Celtic Art. Some events provide space to Celtic artists to show their work. This can include items paintings, photography, jewelry, and sculpture. Often, these works are for sale.

Living History. The Living History exhibition is a re-enactment of life from a specific period of Celtic history. The group builds an encampment based on available materials for the specified period and demonstrates this lifestyle to the event visitor. Re-enactment ranges from a simple camp through orchestrated maneuvers.

Tossing The Wellie. According to non-verifiable tradition, this competition arose as the result of men coming home tracking mud into the house. In retaliation, women threw boots at the men. The modern competition is one for distance where a Wellington; (boot) is thrown.

The Haggis Hurl. Another non-verifiable tradition is associated with the haggis hurl.

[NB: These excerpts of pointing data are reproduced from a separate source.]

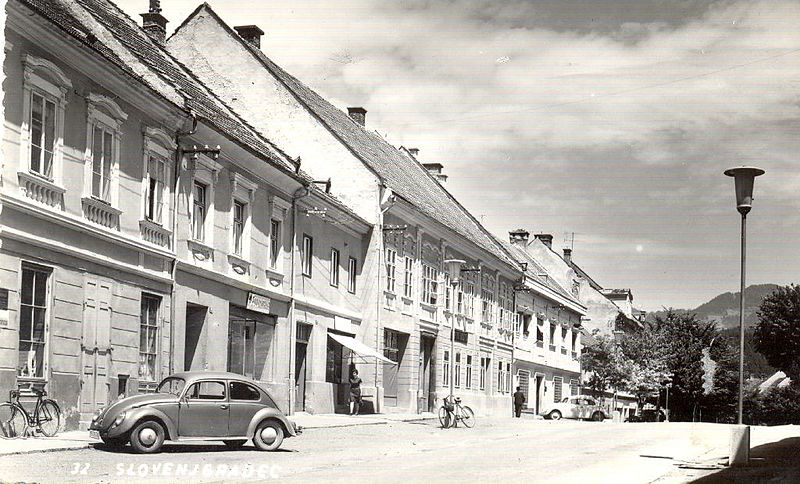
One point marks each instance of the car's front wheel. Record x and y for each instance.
(268, 435)
(234, 444)
(147, 437)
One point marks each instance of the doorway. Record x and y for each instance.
(301, 365)
(539, 392)
(426, 378)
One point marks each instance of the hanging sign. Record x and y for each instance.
(258, 303)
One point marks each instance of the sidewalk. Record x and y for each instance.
(79, 439)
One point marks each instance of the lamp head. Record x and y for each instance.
(744, 176)
(454, 269)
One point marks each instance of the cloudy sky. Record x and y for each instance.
(609, 120)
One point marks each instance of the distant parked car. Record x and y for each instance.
(195, 406)
(577, 407)
(648, 415)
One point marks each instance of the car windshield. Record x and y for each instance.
(171, 385)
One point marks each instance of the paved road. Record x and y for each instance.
(508, 449)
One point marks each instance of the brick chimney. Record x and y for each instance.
(547, 239)
(251, 34)
(155, 24)
(359, 115)
(435, 169)
(519, 236)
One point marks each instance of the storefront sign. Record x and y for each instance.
(258, 303)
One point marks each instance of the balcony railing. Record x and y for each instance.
(100, 212)
(41, 190)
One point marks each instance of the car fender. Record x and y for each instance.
(270, 413)
(135, 415)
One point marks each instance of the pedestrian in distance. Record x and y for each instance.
(519, 401)
(355, 392)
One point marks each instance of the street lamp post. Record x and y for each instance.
(744, 177)
(454, 269)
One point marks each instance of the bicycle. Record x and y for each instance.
(16, 422)
(451, 412)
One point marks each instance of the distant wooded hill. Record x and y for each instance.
(724, 310)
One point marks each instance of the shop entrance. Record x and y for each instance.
(95, 347)
(300, 365)
(427, 383)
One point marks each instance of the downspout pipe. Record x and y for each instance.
(174, 242)
(301, 192)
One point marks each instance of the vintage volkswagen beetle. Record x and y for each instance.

This tradition tells of women tossing lunch (a haggis) across a stream to their husbands. In the modern version, a haggis (a soft two pound bag that may, or may not, be real) is tossed for distance and accuracy from atop a barrel or platform. At some festivals, this typically women only event features competitions between teams from the various clans and families.
 

Bonnie Knees Contest. Judges, typically female and blindfolded at some events, are asked to rate the portion of the male leg that is exposed between the hose and the bottom edge of the kilt. Some functions have specialized awards for Boniest and Most Dimpled knees.